Architecture

Architecture

Components

Component
Details
Workflow Manager(WM)
Centralized Orchestrator based on user request.
Auditor
Python package/library used for formatting , exception handling.
File Uploader
Microservice to upload and maintain user documents.
File Converter
Microservice to convert files from one format to other. E.g: .doc to .pdf files.
Aligner
Microservice accepts source and target sentances and align them to form parallel corpus.
Tokenizer
Microservice tokenises pragraphs into independently translatable sentences.
Layout Detector
Microservice interface for Layout detection model.
Block Segmenter
Handles layout detection miss-classifications , region unifying.
Word Detector
Word detection.
Block Merger
An OCR system that extracts texts, images, tables, blocks etc from the input file and makes it avaible in the format which can be utilised by downstream services to perform Translation.

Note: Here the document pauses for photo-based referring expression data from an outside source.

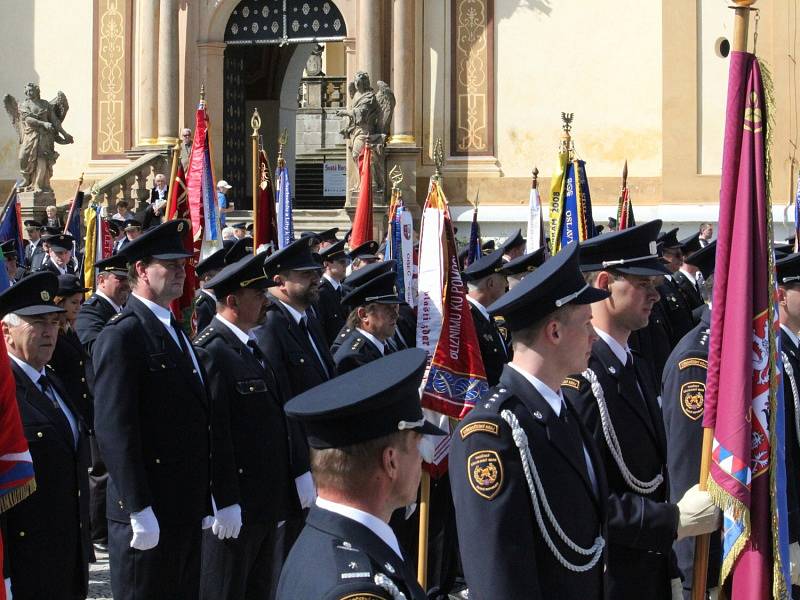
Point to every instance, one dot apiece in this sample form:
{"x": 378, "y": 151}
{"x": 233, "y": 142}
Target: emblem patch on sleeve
{"x": 692, "y": 399}
{"x": 479, "y": 426}
{"x": 485, "y": 472}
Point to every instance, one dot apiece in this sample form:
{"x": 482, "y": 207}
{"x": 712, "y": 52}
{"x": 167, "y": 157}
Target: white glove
{"x": 698, "y": 513}
{"x": 145, "y": 529}
{"x": 794, "y": 563}
{"x": 676, "y": 588}
{"x": 306, "y": 491}
{"x": 227, "y": 522}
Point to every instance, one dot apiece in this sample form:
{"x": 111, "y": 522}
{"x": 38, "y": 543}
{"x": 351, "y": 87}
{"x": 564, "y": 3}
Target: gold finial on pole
{"x": 396, "y": 176}
{"x": 438, "y": 159}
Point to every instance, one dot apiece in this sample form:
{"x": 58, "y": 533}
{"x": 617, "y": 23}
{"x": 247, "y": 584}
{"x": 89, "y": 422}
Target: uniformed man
{"x": 363, "y": 474}
{"x": 59, "y": 255}
{"x": 513, "y": 246}
{"x": 516, "y": 269}
{"x": 152, "y": 424}
{"x": 485, "y": 284}
{"x": 109, "y": 298}
{"x": 329, "y": 307}
{"x": 685, "y": 277}
{"x": 34, "y": 230}
{"x": 528, "y": 482}
{"x": 372, "y": 321}
{"x": 617, "y": 400}
{"x": 205, "y": 306}
{"x": 250, "y": 470}
{"x": 683, "y": 396}
{"x": 46, "y": 537}
{"x": 294, "y": 345}
{"x": 363, "y": 255}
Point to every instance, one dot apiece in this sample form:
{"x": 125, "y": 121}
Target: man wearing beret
{"x": 363, "y": 474}
{"x": 46, "y": 537}
{"x": 329, "y": 306}
{"x": 528, "y": 481}
{"x": 252, "y": 487}
{"x": 372, "y": 322}
{"x": 617, "y": 400}
{"x": 152, "y": 424}
{"x": 485, "y": 284}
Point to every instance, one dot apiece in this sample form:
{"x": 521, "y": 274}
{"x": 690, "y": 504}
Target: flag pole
{"x": 255, "y": 123}
{"x": 741, "y": 22}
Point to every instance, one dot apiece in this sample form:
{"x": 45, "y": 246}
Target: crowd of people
{"x": 278, "y": 452}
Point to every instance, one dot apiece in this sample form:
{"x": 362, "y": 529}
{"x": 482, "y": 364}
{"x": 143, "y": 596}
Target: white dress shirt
{"x": 34, "y": 376}
{"x": 556, "y": 402}
{"x": 165, "y": 316}
{"x": 371, "y": 522}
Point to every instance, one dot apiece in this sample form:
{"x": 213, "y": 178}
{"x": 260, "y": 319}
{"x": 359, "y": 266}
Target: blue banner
{"x": 285, "y": 219}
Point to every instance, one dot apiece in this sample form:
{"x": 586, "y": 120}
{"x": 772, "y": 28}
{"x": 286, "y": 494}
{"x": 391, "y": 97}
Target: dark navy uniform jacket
{"x": 336, "y": 558}
{"x": 249, "y": 432}
{"x": 503, "y": 552}
{"x": 683, "y": 398}
{"x": 151, "y": 421}
{"x": 47, "y": 544}
{"x": 641, "y": 528}
{"x": 356, "y": 350}
{"x": 331, "y": 313}
{"x": 493, "y": 348}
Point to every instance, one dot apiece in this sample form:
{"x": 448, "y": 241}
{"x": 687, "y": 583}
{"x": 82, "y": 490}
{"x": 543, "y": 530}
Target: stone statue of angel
{"x": 38, "y": 125}
{"x": 367, "y": 123}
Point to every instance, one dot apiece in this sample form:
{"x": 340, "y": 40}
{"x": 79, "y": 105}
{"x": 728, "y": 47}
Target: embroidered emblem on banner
{"x": 692, "y": 398}
{"x": 479, "y": 427}
{"x": 485, "y": 470}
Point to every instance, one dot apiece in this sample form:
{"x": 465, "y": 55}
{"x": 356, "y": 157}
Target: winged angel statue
{"x": 38, "y": 125}
{"x": 367, "y": 123}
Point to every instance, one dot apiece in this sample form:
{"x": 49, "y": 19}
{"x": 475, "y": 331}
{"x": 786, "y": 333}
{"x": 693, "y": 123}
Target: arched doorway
{"x": 268, "y": 43}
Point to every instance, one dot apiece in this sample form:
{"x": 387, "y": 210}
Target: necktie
{"x": 304, "y": 327}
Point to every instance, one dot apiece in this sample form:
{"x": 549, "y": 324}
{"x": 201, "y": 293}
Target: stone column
{"x": 168, "y": 73}
{"x": 369, "y": 47}
{"x": 403, "y": 50}
{"x": 148, "y": 75}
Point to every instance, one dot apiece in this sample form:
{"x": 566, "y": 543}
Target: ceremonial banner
{"x": 285, "y": 218}
{"x": 178, "y": 208}
{"x": 745, "y": 474}
{"x": 200, "y": 187}
{"x": 362, "y": 222}
{"x": 535, "y": 236}
{"x": 16, "y": 465}
{"x": 265, "y": 230}
{"x": 455, "y": 378}
{"x": 474, "y": 247}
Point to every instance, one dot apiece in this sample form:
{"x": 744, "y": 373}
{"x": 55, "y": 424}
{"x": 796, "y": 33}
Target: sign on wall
{"x": 334, "y": 179}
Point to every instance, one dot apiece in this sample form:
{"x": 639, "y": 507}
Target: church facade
{"x": 646, "y": 82}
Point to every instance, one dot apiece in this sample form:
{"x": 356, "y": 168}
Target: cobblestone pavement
{"x": 100, "y": 577}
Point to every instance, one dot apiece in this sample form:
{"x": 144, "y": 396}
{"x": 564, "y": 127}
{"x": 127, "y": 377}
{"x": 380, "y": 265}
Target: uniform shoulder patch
{"x": 693, "y": 395}
{"x": 485, "y": 473}
{"x": 692, "y": 362}
{"x": 479, "y": 427}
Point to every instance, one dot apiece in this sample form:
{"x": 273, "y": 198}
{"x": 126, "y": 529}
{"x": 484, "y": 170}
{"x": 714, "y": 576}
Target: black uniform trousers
{"x": 143, "y": 574}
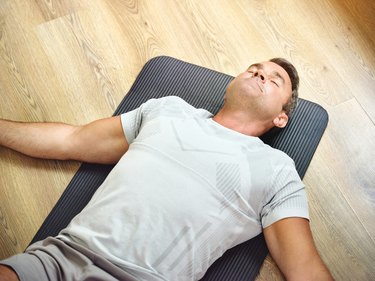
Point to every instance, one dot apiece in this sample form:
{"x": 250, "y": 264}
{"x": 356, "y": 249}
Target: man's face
{"x": 265, "y": 87}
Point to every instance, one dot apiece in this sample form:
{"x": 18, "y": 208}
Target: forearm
{"x": 41, "y": 140}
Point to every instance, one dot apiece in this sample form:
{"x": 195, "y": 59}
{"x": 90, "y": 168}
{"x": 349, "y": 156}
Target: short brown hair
{"x": 294, "y": 78}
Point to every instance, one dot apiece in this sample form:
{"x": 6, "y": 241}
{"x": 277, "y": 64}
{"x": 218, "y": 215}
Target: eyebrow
{"x": 274, "y": 73}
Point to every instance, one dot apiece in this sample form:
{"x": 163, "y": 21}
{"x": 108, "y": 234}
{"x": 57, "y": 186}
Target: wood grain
{"x": 73, "y": 61}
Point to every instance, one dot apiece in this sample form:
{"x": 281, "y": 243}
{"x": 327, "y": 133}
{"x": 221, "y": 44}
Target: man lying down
{"x": 187, "y": 186}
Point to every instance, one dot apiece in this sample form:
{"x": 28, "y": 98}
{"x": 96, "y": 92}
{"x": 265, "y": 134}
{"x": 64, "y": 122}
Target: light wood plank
{"x": 72, "y": 61}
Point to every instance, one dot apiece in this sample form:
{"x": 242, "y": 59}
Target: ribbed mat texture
{"x": 202, "y": 88}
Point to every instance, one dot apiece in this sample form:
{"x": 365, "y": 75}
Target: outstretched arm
{"x": 291, "y": 245}
{"x": 101, "y": 141}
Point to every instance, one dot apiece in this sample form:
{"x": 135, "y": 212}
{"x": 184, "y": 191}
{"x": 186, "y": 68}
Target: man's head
{"x": 265, "y": 93}
{"x": 294, "y": 77}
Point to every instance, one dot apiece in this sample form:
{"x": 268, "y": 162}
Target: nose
{"x": 260, "y": 75}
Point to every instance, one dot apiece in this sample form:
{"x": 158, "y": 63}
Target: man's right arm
{"x": 102, "y": 141}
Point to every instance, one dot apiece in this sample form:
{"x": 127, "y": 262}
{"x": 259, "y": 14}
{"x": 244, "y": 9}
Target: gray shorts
{"x": 52, "y": 259}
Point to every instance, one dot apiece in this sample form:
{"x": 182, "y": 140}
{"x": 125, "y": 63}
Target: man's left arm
{"x": 291, "y": 245}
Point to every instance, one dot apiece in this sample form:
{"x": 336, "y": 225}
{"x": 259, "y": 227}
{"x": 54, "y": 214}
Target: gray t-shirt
{"x": 187, "y": 190}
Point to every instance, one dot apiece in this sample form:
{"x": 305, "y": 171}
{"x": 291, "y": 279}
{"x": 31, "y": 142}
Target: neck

This can also be used as an independent product that can perform OCR on files, images, ppts, etc.
Translator
Translator pushes sentences to OpenNMT which are translated and pushed back during the document translation flow.
Content Handler
Repository Microservice which maintains and manages all the translated documents
Translation Memory X(TMX)
System translation memory to facilitate overriding NMT translation with user preferred translation. TMX provides three levels of caching - Global , User , Organisation.
User Translation Memory(UTM)
System tracks and remembers individual user translations or corrected translations and applies automatically when same sentences are encountered again.

AI/ML Assets

Component
Details
PRIMA
Layout detection model.
Used for OCR in Document Digitization v1.0 , v1.5. Replaced with custom trained Tesseract in latest versions.
CRAFT
Used for Line detection.
Tesseract
Custom trained Tesseract used for OCR.
OpenNMT
Custom trained OpenNMT used for translation.

Technology Stack

Component
Details
Translator and OpenNMT are integrated through Kafka messaging.
MongoDB
Primary data storage.
Redis
Secondary in memory storage.
Cloud Storage
Samba storage is used to store user input files.
NGINX
Serve as a redirection server and also takes care of system level configs. Ngnix acts as the gateway.
Zuul
API Gateway to apply filters on client requests,authenticate,authorize,throttle client requests.